La docente – introdotta dal Prof. A. Spadaro – ha subito precisato che, più che di crisi del diritto internazionale, si dovrebbe piuttosto parlare di crisi delle “politiche nazionali” che non si adeguano ai limiti imposti dallo stesso.

Quando si parla di diritto internazionale non si fa riferimento solo al diritto diplomatico o al diritto che si applica durante una guerra: oggi molti rapporti sociali, economici e politici, che riguardano anche i singoli cittadini, mutuano alcuni principi cardine proprio dall’ordinamento internazionale.

Tra i principi fondamentali della nostra costituzione, l’art. 10 sancisce al primo comma che «l’ordinamento giuridico italiano si conforma alle norme del diritto internazionale generalmente riconosciute» e l’art. 11 che sono consentite le limitazioni di sovranità – in condizione di parità tra gli Stati – necessarie a garanzia della pace e della giustizia tra le Nazioni. E l’Italia partecipa all’Organizzazione alle Nazioni Unite dal 1955.

   Dunque il multilateralismo e i rapporti internazionali sono ritenuti fondamentali e la collaborazione tra Stati si esplica attraverso l’adesione a organizzazioni internazionali, atte a promuovere l’aiuto ai Paesi in via di sviluppo, la promozione dei diritti umani, il mantenimento della pace e della sicurezza internazionale.

Purtroppo – ha ribadito la prof.ssa – le “politiche dei singoli Stati” hanno messo in discussione i principi della cooperazione internazionale: ad esempio, nel 2018 gli Stati Uniti (prima presidenza Trump), hanno formalizzato l’uscita dal Consiglio per i diritti umani delle Nazioni Unite accusato di essere ostile al governo israeliano.

Al secondo mandato Trump, in linea con la politica dell’“American first”, sono state definanziate tutte le organizzazioni internazionali, compresa la USAID, agenzia per lo sviluppo internazionale e si è deciso di lasciare anche l’Organizzazione Mondiale della Sanità.
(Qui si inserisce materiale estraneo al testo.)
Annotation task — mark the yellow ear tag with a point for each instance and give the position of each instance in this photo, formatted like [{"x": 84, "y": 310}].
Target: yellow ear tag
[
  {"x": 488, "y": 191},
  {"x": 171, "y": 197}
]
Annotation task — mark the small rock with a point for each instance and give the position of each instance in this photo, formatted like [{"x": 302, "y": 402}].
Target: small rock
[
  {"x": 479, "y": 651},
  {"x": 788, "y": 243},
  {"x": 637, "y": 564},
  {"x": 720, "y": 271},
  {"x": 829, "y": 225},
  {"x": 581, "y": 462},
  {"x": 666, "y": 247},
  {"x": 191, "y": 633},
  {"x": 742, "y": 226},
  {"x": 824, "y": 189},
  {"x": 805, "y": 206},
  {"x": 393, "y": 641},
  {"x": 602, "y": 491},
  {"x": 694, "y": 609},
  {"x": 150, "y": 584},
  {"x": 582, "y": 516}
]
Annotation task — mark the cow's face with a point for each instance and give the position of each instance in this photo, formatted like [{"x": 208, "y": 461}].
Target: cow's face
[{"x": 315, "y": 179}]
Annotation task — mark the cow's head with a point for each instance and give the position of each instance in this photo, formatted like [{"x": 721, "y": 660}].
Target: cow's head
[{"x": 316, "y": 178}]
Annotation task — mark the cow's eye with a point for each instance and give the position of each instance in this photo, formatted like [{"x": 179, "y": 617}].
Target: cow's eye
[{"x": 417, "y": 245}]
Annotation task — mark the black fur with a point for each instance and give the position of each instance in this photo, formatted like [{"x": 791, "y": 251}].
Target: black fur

Così pure, in Europa, a maggio di quest’anno, una discutibile lettera aperta di G. Meloni e sottoscritta da altri 8 Paesi, ha invitato ad aprire un dibattito sulla Corte Europea dei diritti dell’uomo e sulla rinegoziazione degli accordi in materia di migrazione.

L’Italia inoltre non ha ancora ratificato il Protocollo n. 16 alla CEDU, che ha introdotto la possibilità di richiesta di pareri consultivi da parte dei giudici degli Stati membri alla stessa Corte in merito ai principi interpretativi dei diritti e delle libertà previsti.

In conclusione la docente si è soffermata su due diritti: il diritto ad avere una cittadinanza e il diritto a vivere in un ambiente sano, segnalando la non conformità delle “politiche dei singoli Stati” alla giurisprudenza della Corte europea dei Diritti dell’uomo.

In merito al secondo diritto è stata citata la sentenza Cannavacciuolo della CEDU che ha condannato e posto sotto osservazione l’Italia per violazione del diritto alla vita nell’area tra Napoli e Caserta definita “terra dei fuochi” a causa del gravissimo inquinamento ambientale.